Once this law was passed, it sent a shockwave of concern throughout the nation. It seemed as if this crazy law was put in place as an override switch for the Fifth Amendment in the event that the powers that be conjure a need to go around it. Although Obama claimed that the act was only a way to add stability to the Authorization for Use of Military Force for Terrorists Act (AUMF), the country wasn’t too sure.
As you can imagine, the thought of being captured and jailed indefinitely by your own government, in the “land of the free and the home of the brave” just doesn’t sit well with most Americans.
Judge Katherine Forrest, from the Southern District Court of New York, made impressive headway in the fight for freedom when she temporarily stopped the implementation of the law.
Plaintiffs in the case have alleged that the NDAA violates “both their free speech and associational rights guaranteed by the First Amendment as well as due process rights guaranteed by the Fifth Amendment of the United States Constitution,” wrote Forrest in her decision enjoining enforcement of Section 1021 of the law.
Her decision deposed the government’s three main arguments in support of immediately enforcing the heinous bill. One of the arguments made by the government is that because none of the plaintiffs had ever been detained because of the law, that they had no standing to contest it.
Plaintiffs countered, however, that the law was having a chilling effect on activities otherwise protected by the First Amendment. They prevailed.
Forrest wrote that the plaintiffs had “shown an actual fear that their expressive and associational activities” might result in being indefinitely detained, as “each of them has put forward uncontroverted evidence of concrete — non-hypothetical — ways in which the presence of the legislation has already impacted those expressive and associational activities”.
After all, whether or not someone has felt the full force of a law, it may still affect the way they live their lives. The long arm of the law has been a guideline for behavior as long as laws have existed. Their entire purpose is to streamline the attitude of citizens to conform to society’s norms. The reason that most people don’t steal, drive drunk, or take drugs is because those activities are against the law and people fear the repercussions that come with breaking the law.
When asked about this issue, Americans for Limited Government president Bill Wilson commented that, “The Bill of Rights was designed to work under all circumstances, including wartime, and as such the authorization to use force in Afghanistan cannot supersede constitutional protections to due process.”
He added, “Nor can the government target citizens for activities otherwise protected by the First Amendment as violations of law or threats to national security.”

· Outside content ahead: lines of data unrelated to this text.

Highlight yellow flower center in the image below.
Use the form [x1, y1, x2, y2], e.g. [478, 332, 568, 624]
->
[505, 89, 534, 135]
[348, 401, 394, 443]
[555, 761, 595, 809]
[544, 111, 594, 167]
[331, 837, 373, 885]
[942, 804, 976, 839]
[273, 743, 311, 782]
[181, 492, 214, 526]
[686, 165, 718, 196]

Although Obama’s administration maintains that the NDAA is only a reinforcement of the AUMF, Judge Forrest found that indeed the NDAA may expand the government’s power, and now will expose the law to full and complete scrutiny over whether it is constitutional. Let’s hope that this law gets thrown out in court. Judge Forrest’s initial actions are a good step in the right direction.
Rebecca DiFede is a contributing editor to Americans for Limited Government.